O fazendeiro concorreu a vice-prefeito na eleição de 2020 em Apuí, município que concentra altas taxas de desmatamento no sul do Amazonas. Em 2020, ele já tinha declarado ao TSE 15 mil hectares de terras.
O conjunto de projetos no Rio Manicoré ainda inclui garimpo de ouro no leito do rio, e exploração de ferro no interior do território. Pelo menos 18 requerimentos de mineração ativos na Agência Nacional de Mineração (ANM) aguardam autorização para operar.
Em dezembro do ano passado, o presidente da Câmara de Manicoré, vereador Markson Barbosa (Republicanos), acompanhou uma comitiva em Brasília para defender o garimpo na região. O encontro reuniu representantes dos municípios vizinhos e dos garimpeiros com a bancada do Amazonas no Congresso.
O Ministério Público Federal (MPF) encaminhou denúncias de ameaças e violações no Rio Manicoré ao MP estadual, alertando que desde 2015 há recomendação para criação da RDS do Rio Manicoré para “garantir o uso tradicional do território pela população que ali vive, suas áreas sagradas, de moradia, de caça, pesca e coleta, que é um direito garantido pela legislação brasileira”.
Luiz Wild, dono de uma das serrarias que fica na foz do rio Manicoré, confirmou à nossa reportagem que segue com a extração de madeira na área requerida pelos povos tradicionais mesmo após a CDRU. Segundo ele, as licenças emitidas pelo IPAAM estão ativas e o volume de madeira retirado é fiscalizado.
A Secretaria de Meio Ambiente do estado Amazonas informou que aguarda manifestação das comunidades do Rio Manicoré para dar sequência ao processo de criação da unidade de conservação. O Órgão alega que o processo para criação da reserva foi arquivado em 2018 por falta de interesse da comunidade.
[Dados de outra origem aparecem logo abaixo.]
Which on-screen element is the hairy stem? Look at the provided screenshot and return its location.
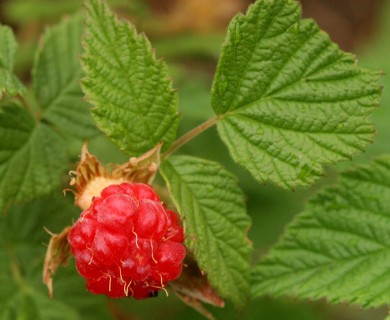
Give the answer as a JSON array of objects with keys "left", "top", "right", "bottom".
[{"left": 161, "top": 116, "right": 217, "bottom": 159}]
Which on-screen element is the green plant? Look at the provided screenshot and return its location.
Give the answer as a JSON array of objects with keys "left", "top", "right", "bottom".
[{"left": 0, "top": 0, "right": 390, "bottom": 319}]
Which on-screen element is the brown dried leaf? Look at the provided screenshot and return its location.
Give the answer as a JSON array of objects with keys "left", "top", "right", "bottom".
[
  {"left": 42, "top": 226, "right": 71, "bottom": 298},
  {"left": 67, "top": 142, "right": 162, "bottom": 210}
]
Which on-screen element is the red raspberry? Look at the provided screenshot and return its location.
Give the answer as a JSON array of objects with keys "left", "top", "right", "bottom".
[{"left": 68, "top": 183, "right": 186, "bottom": 299}]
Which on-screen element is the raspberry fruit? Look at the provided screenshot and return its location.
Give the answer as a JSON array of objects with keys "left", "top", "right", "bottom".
[{"left": 68, "top": 183, "right": 186, "bottom": 299}]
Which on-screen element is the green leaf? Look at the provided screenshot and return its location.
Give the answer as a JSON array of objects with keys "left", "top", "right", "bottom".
[
  {"left": 83, "top": 0, "right": 179, "bottom": 155},
  {"left": 33, "top": 15, "right": 97, "bottom": 139},
  {"left": 0, "top": 194, "right": 109, "bottom": 320},
  {"left": 161, "top": 156, "right": 251, "bottom": 306},
  {"left": 0, "top": 104, "right": 67, "bottom": 211},
  {"left": 252, "top": 156, "right": 390, "bottom": 307},
  {"left": 212, "top": 0, "right": 380, "bottom": 188},
  {"left": 0, "top": 24, "right": 26, "bottom": 99}
]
A Central das Associações Extrativistas do Rio Manicoré contesta os argumentos do órgão sobre o arquivamento e diz que a vontade manifesta das comunidades pela criação da RDS já foi demonstrada, e que a CDRU foi concedida em acordo com a Associação para a criação da reserva. O IPAAM não respondeu aos questionamentos da reportagem.
Não conseguimos contatos com Plínio Augusto Ben Carloto, Jesus Wildes e Paulo Cézar Mates.
Enviamos perguntas ao governador Wilson Lima, mas ele não respondeu até a publicação desta reportagem.
Inicialmente, noticiamos nessa reportagem que o escrevente de cartório Sandro Iannuzzi foi, em 2018, "denunciado pelo Ministério Público por falsificação de documento oficial". Após a publicação, a reportagem confirmou que o processo foi arquivado por falta de provas por parte do Ministério Público e o texto foi corrigido, excluindo a informação sobre a denúncia.